When looking for a new EHR vendor, or even in conversations with your current healthcare IT partner, ask pointed questions about their remote or cloud strategy knowing that it will save you both dollars and the headache of onsite implementation.
Beware the healthcare IT bubble. Returning to the introductory comparison with the 2008 housing crisis, it’s possible that healthcare could also be approaching a bubble that might burst should something dramatically impact revenue streams.
Writing in The Hill, Bryan Rotella of the Rotella Legal Group notes that millions of previously uninsurable (i.e., sick) people are now in the insurance market and driving up premiums, thanks to the ACA. Both insurers and health systems are merging left and right, creating organizations that might be considered, you’ve heard this before, too big to fail. And increased premiums for people previously insured at more modest rates will most likely drive them out of the insurance marketplace, weakening the system.
The question is, can your organization be so leveraged by an EHR purchase that a hit to your revenue stream because of an ACA repeal or a similar event would seriously impact viability?
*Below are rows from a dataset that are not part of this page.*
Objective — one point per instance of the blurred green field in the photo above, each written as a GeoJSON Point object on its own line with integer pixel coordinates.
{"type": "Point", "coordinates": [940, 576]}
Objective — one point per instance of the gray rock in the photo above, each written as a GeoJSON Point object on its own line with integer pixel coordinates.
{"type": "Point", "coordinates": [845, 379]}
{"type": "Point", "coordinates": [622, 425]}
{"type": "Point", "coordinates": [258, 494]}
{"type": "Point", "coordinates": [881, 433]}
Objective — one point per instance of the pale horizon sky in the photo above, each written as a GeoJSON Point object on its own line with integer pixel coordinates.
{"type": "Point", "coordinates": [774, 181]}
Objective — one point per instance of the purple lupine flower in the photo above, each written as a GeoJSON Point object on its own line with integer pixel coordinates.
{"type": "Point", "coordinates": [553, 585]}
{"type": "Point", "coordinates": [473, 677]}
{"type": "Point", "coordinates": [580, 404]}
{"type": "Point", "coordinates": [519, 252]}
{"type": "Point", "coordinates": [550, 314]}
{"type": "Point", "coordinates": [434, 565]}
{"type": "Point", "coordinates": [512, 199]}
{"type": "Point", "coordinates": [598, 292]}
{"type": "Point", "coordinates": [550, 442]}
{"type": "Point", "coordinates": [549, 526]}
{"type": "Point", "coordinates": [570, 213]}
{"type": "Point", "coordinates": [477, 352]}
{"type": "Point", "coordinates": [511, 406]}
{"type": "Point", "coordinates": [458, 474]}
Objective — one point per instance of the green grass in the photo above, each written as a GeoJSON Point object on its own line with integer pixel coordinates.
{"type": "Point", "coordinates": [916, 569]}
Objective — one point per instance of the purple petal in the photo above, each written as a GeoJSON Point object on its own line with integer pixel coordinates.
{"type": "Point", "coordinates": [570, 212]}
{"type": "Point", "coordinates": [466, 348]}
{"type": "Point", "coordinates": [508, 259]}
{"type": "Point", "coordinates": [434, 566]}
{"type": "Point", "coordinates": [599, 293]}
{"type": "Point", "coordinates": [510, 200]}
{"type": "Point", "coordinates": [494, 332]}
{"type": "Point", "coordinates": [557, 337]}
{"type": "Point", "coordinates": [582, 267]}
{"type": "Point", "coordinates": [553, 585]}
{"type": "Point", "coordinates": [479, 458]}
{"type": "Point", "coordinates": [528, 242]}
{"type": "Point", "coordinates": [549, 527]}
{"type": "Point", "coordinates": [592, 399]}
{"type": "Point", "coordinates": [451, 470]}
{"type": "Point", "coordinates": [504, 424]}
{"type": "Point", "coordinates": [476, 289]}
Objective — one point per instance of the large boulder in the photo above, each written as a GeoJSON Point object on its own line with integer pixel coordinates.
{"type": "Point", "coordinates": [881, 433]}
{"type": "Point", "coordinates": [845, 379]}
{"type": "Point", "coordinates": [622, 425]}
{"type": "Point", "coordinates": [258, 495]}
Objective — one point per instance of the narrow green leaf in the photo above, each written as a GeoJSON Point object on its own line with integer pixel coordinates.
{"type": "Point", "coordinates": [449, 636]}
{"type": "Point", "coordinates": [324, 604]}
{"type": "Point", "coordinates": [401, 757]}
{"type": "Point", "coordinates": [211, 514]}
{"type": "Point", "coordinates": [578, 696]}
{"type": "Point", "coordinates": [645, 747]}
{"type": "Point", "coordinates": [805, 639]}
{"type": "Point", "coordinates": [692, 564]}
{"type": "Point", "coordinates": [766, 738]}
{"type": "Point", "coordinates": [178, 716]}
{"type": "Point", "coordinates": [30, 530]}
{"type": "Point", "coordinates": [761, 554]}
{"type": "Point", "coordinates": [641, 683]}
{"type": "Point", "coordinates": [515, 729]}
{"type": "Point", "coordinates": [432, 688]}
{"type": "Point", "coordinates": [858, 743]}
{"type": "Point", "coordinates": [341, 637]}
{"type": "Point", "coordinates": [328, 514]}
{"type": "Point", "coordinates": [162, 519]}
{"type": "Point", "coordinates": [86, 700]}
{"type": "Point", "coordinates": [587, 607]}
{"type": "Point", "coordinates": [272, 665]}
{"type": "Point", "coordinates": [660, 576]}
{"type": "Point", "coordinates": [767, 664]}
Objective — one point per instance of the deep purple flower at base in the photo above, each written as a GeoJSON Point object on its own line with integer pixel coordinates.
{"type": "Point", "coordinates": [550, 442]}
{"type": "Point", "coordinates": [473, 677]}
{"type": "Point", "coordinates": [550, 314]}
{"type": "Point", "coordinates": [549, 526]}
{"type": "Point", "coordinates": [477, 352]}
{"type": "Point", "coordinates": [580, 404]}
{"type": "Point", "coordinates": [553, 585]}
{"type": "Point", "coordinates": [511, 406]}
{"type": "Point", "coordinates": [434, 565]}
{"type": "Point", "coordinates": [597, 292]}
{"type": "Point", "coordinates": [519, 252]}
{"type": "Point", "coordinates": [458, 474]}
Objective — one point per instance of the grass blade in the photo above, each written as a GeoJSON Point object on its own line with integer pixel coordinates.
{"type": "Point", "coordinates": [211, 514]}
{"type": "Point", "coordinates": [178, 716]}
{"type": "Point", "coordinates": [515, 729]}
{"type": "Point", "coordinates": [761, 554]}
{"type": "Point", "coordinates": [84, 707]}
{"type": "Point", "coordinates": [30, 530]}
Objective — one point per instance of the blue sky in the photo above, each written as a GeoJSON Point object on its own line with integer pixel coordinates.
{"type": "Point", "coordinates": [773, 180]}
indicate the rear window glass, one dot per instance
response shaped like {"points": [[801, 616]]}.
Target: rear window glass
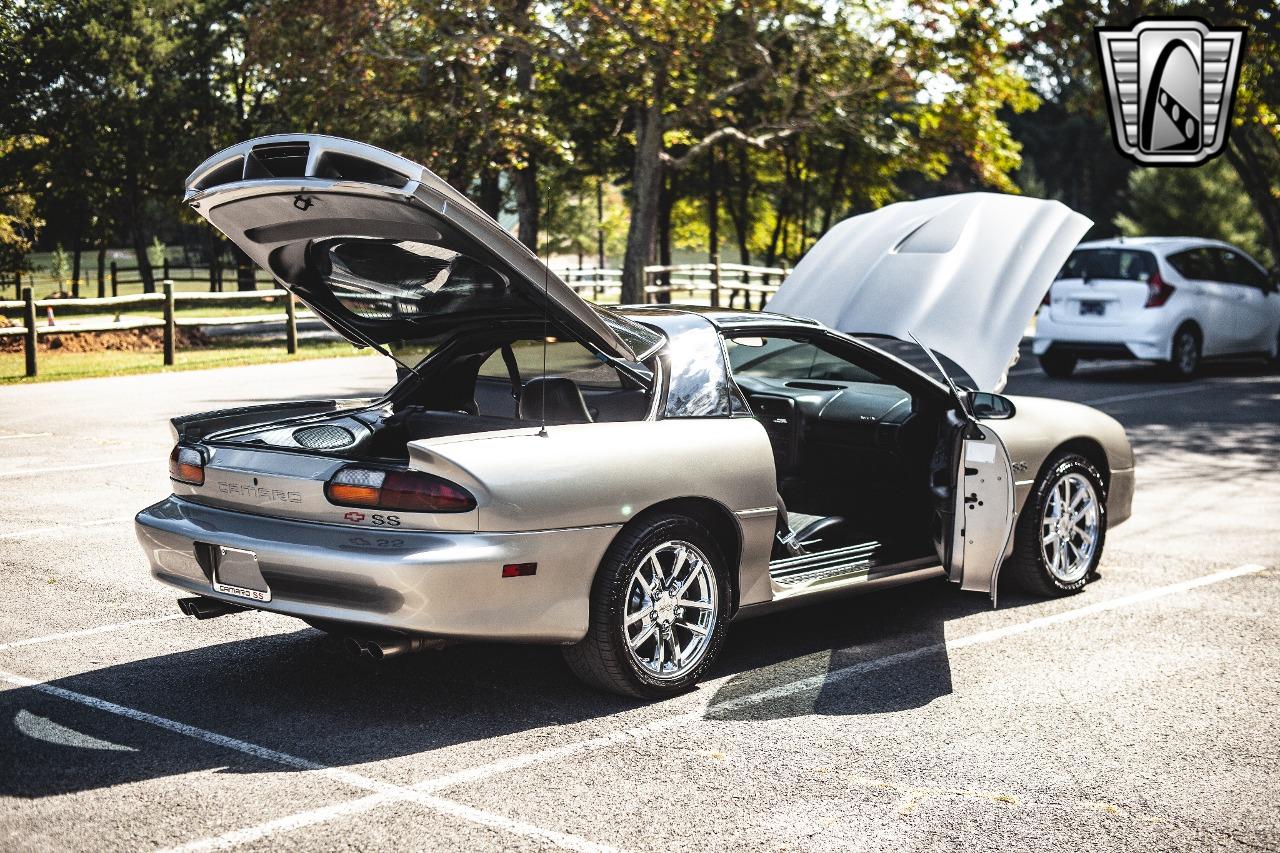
{"points": [[563, 359], [410, 281], [1123, 264]]}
Would it require layoffs? Would it alter care?
Of course, it should go without saying that you also need to think about how much EHR you need and how much you can afford. The better-known systems include many, many bells and whistles that are nice but not essential. When selecting an EHR, make sure that you bring clinicians into the process and weigh their needs and desires against costs. Make the process transparent so that costs and benefits are obvious, leading to a realistic and cost-manageable choice.
Too often in modern society, we have a tendency to focus on what we think or imagine technology should be able to do. While it’s often beneficial to dream of a technology-enabled future and then create the tools that enable it, there has to be an element of financial reality in the program. Evaluate healthcare IT with more cold-eyed reality than starry-eyed imagination to make sure that a bursting bubble or revenue downturn is something your organization can weather.